Validator

Schema validation utilities for checking metadata against JSON Schema files or Pydantic models generated from LinkML.

Three validation approaches are available:

  1. Remote validation via validate() – fetches the JSON Schema from the metadata-schema repository on GitHub and validates a dict or file against it. Convenience wrappers such as validate_svgdigitizer() are provided for each schema.
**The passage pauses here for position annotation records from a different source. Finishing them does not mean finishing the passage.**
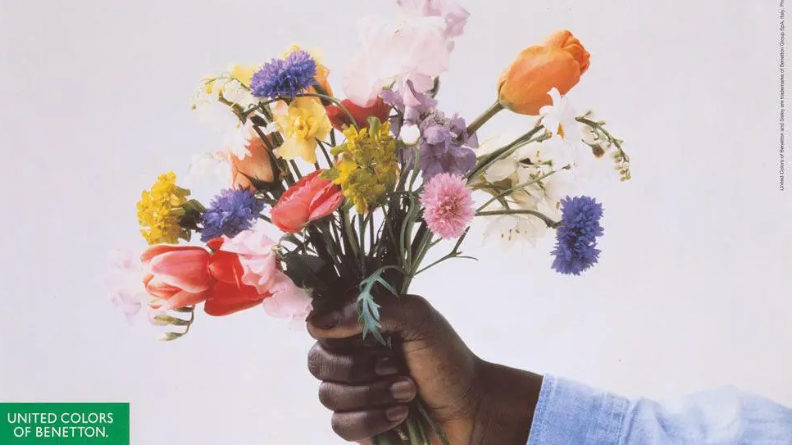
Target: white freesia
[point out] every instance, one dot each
(515, 229)
(566, 146)
(215, 165)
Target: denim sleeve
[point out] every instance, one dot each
(572, 414)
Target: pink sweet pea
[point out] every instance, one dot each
(258, 261)
(413, 49)
(124, 280)
(454, 15)
(288, 301)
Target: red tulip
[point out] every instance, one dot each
(177, 274)
(229, 294)
(339, 118)
(310, 199)
(180, 276)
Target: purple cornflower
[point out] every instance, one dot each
(231, 212)
(444, 145)
(285, 77)
(576, 238)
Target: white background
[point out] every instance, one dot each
(693, 289)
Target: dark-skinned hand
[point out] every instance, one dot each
(369, 388)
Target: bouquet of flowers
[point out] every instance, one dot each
(364, 188)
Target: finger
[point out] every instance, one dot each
(360, 425)
(408, 315)
(383, 393)
(329, 366)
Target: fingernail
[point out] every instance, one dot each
(386, 366)
(397, 413)
(326, 321)
(403, 390)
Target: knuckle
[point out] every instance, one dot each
(316, 360)
(328, 395)
(340, 427)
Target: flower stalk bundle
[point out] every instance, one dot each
(367, 189)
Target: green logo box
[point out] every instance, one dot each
(64, 423)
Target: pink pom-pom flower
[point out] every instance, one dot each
(448, 205)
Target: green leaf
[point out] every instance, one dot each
(173, 321)
(170, 336)
(368, 309)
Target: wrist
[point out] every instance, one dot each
(508, 399)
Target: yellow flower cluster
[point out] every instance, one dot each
(367, 166)
(160, 209)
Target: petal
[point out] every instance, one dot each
(288, 300)
(158, 289)
(326, 202)
(227, 299)
(226, 267)
(184, 299)
(159, 249)
(185, 269)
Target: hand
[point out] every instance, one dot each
(369, 387)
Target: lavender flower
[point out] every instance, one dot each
(576, 238)
(231, 212)
(444, 145)
(285, 77)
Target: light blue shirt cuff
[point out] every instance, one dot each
(571, 413)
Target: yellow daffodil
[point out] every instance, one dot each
(367, 166)
(160, 209)
(302, 123)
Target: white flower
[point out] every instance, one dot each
(125, 280)
(566, 145)
(215, 166)
(237, 138)
(410, 134)
(515, 229)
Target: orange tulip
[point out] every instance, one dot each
(557, 63)
(257, 165)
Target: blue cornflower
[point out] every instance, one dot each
(576, 238)
(231, 212)
(285, 77)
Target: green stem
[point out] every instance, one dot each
(486, 116)
(501, 153)
(613, 140)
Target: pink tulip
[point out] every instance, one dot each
(178, 275)
(310, 199)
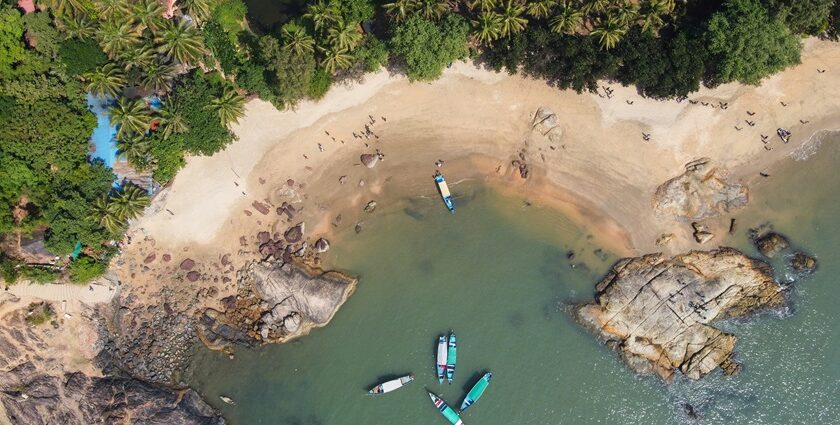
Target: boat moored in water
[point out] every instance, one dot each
(476, 391)
(392, 385)
(449, 413)
(443, 188)
(441, 358)
(451, 357)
  2. Local JSON Schema validation via validate_metadata() – uses jsonschema library against a local JSON Schema file.

  3. Pydantic validation via validate_with_pydantic() – uses auto-generated Pydantic models from LinkML. Provides richer error messages and type coercion.

mdstools.schema.validator.load_yaml_metadata(stream: Any) Any

Load YAML metadata with dates and timestamps as plain strings.

A drop-in replacement for yaml.safe_load for metadata documents: unquoted YAML dates must reach the validator as strings rather than datetime.date objects, which fail validation of string-typed schema fields.

EXAMPLES:

>>> from mdstools.schema.validator import load_yaml_metadata
>>> load_yaml_metadata("date: 2021-07-09")
{'date': '2021-07-09'}

>>> import yaml
>>> yaml.safe_load("date: 2021-07-09")
{'date': datetime.date(2021, 7, 9)}
mdstools.schema.validator.validate(data: Any, schema: str = 'echemdb_package', version: str = None) None

Validate metadata against a schema from the metadata-schema repository.

Fetches the JSON schema from https://raw.githubusercontent.com/echemdb/metadata-schema/<version>/schemas/ and validates data against it.

Parameters:
  • data – Metadata dict, or path to a YAML/JSON file.

  • schema – Schema name — one of 'autotag', 'minimum_echemdb', 'source_data', 'svgdigitizer', 'echemdb_package', 'svgdigitizer_package'.

  • version – Git tag or branch name. Defaults to the installed package version (i.e. the matching release tag). Pass 'main' to validate against the latest development schemas.

Raises:
  • FileNotFoundError – If data is a path that does not exist.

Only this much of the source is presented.